The estimation of cotton-growing areas by Remote Sensing
Li Zewen, Jiang Dong, Lu Denghuai
China Institute of Land Survey & Planning
Zhang Cuizhi
Beijing Municipal Academy of Agriculture &
Forestry Science
Abstract
From 1986 to 1990, using remote sensing, the authors estimated the cotton-growing areas in Henan province, China, surveyed the farming calendar of the main crops, studied the development features, and the spectral reflectance, selected the Landsat TM digital image of cotton's heading initial and middle periods of ripening, adopted the maximum likelihood method to conduct the supervised classification of TM images. We gained data and distribution of cotton-growing areas. The research proves that it is feasible to use remote sensing technology to estimate the cotton-growing areas. The methodology has features of strong objectivity, high speed and low cost. It provides a reliable technological method to monitor cotton-growing areas.
Preface
The cotton-growing areas in china are obtained by the way of presenting the itemized report to the higher level. This way will be affected by man-made factors and limited by the presenting time and statistic method. It is impossible to obtain the accurate data of cotton-growing areas in time. But using remote sensing to estimate the cotton-growing areas before harvest, so that it can provide important basis for decision-making departments to estimate the cotton yield in advance.

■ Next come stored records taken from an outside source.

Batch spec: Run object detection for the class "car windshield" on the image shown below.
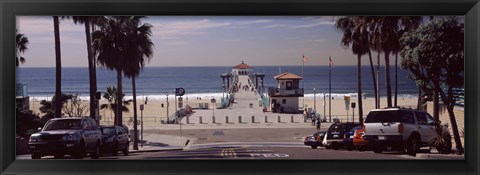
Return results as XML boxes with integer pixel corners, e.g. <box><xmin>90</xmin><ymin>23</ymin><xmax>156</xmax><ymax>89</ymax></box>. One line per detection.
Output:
<box><xmin>44</xmin><ymin>119</ymin><xmax>82</xmax><ymax>131</ymax></box>
<box><xmin>365</xmin><ymin>111</ymin><xmax>402</xmax><ymax>123</ymax></box>
<box><xmin>350</xmin><ymin>126</ymin><xmax>362</xmax><ymax>133</ymax></box>
<box><xmin>102</xmin><ymin>127</ymin><xmax>115</xmax><ymax>135</ymax></box>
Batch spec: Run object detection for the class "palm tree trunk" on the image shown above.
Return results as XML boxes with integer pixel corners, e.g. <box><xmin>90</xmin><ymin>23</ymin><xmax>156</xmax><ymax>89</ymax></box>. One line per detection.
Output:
<box><xmin>437</xmin><ymin>87</ymin><xmax>464</xmax><ymax>154</ymax></box>
<box><xmin>393</xmin><ymin>53</ymin><xmax>398</xmax><ymax>106</ymax></box>
<box><xmin>417</xmin><ymin>87</ymin><xmax>424</xmax><ymax>111</ymax></box>
<box><xmin>357</xmin><ymin>54</ymin><xmax>363</xmax><ymax>125</ymax></box>
<box><xmin>132</xmin><ymin>76</ymin><xmax>138</xmax><ymax>150</ymax></box>
<box><xmin>368</xmin><ymin>50</ymin><xmax>378</xmax><ymax>109</ymax></box>
<box><xmin>385</xmin><ymin>51</ymin><xmax>392</xmax><ymax>107</ymax></box>
<box><xmin>433</xmin><ymin>78</ymin><xmax>440</xmax><ymax>121</ymax></box>
<box><xmin>115</xmin><ymin>68</ymin><xmax>123</xmax><ymax>125</ymax></box>
<box><xmin>53</xmin><ymin>16</ymin><xmax>62</xmax><ymax>118</ymax></box>
<box><xmin>376</xmin><ymin>51</ymin><xmax>381</xmax><ymax>109</ymax></box>
<box><xmin>85</xmin><ymin>20</ymin><xmax>98</xmax><ymax>123</ymax></box>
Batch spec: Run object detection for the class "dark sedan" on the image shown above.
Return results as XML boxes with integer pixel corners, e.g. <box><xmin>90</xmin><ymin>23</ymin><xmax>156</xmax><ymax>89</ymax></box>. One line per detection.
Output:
<box><xmin>303</xmin><ymin>131</ymin><xmax>325</xmax><ymax>149</ymax></box>
<box><xmin>28</xmin><ymin>117</ymin><xmax>102</xmax><ymax>159</ymax></box>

General situation of test area
Huojia county lies on Northern Henan plain, with 437.15 km2 in area. It possesses abundant resources of water, soil, climate and organisms. The terrain is smooth, the traffic convenient, the condition of social economic technology better and the level of productivity higher. The dominant crops are wheat, rice, maize, cotton and soybean, etc.

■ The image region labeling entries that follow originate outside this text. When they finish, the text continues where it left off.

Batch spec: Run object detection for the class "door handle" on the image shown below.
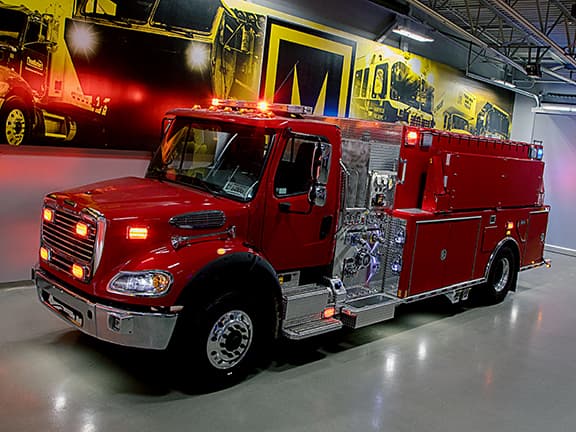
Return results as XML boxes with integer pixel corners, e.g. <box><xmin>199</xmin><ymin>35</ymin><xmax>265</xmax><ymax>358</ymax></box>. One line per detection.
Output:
<box><xmin>320</xmin><ymin>216</ymin><xmax>334</xmax><ymax>240</ymax></box>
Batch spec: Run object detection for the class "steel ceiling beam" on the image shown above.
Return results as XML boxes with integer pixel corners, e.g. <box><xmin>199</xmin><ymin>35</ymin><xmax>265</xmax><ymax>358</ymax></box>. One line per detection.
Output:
<box><xmin>407</xmin><ymin>0</ymin><xmax>526</xmax><ymax>74</ymax></box>
<box><xmin>483</xmin><ymin>0</ymin><xmax>576</xmax><ymax>68</ymax></box>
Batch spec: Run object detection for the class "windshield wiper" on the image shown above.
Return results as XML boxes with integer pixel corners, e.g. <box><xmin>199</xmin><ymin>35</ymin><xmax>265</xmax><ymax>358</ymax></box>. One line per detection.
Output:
<box><xmin>176</xmin><ymin>174</ymin><xmax>219</xmax><ymax>195</ymax></box>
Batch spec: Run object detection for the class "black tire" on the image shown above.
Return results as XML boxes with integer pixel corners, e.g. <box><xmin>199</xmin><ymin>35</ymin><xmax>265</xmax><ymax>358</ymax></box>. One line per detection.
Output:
<box><xmin>172</xmin><ymin>292</ymin><xmax>273</xmax><ymax>390</ymax></box>
<box><xmin>478</xmin><ymin>247</ymin><xmax>518</xmax><ymax>304</ymax></box>
<box><xmin>0</xmin><ymin>96</ymin><xmax>31</xmax><ymax>146</ymax></box>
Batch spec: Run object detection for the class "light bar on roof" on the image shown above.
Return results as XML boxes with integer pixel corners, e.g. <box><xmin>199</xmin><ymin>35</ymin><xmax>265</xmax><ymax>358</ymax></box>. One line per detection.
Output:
<box><xmin>212</xmin><ymin>99</ymin><xmax>312</xmax><ymax>114</ymax></box>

The main contents of the research
The particular contents are as follow:
- To research the crop growth and development features of cotton, wheat, maize, rice and soybean, etc. to seek the development characteristics of other crops; and to seek the maximum difference of growing period between cotton and other crops;
- To determine the spectral reflectance of cotton in different growing periods so as to provide basis to select the best band in TM data to identify cotton;
- To select the types and acquired data of remote sensing data;
- To select proper classification method in order to improve the accuracy of estimation of the cotton-growing areas.
The development features of cotton and
farming calender of the test area
Cotton is perennial woody plant, originated in tropical and subtropical grassland with features of high temperature, drought and short time of sunshine. it has been changed into annual plant after having introduced a fine variety, cultivated and domesticated by human beings for a long term the life of cotton begins with the germination of seeds, the develops into the vegetative growth i.e. growing roots, increasing leaves, growing stems, branching, etc., on this basis, conduct the development of reproduction of squaring, heading, flowering, yield formation and ripening, etc. and finishes its life till the seeds are ripen. According to the order of the formation of its organs and the process of development, the development of cotton can be divided into five growing periods: germination and emerge period vegetative period (including establishment and head development periods), flowering period, yield formation period and ripening period. [2]
In order to seek the maximum difference of growing periods between cotton and other crops, we
have surveyed the farming calender of dominant crops of wheat, maize, soybean and
cotton in the test area. The development of these crops is as Table 1.
Table 1. Table of growth and development of dominant crops
From Table 1. we can see that in the periods of flowering and ripening the difference of growing situation between cotton and other crops is the largest, so the difference shown on the satellite image should be the largest. it is most suitable to choose the satellite image of cotton's flowering or ripening period to conduct classification.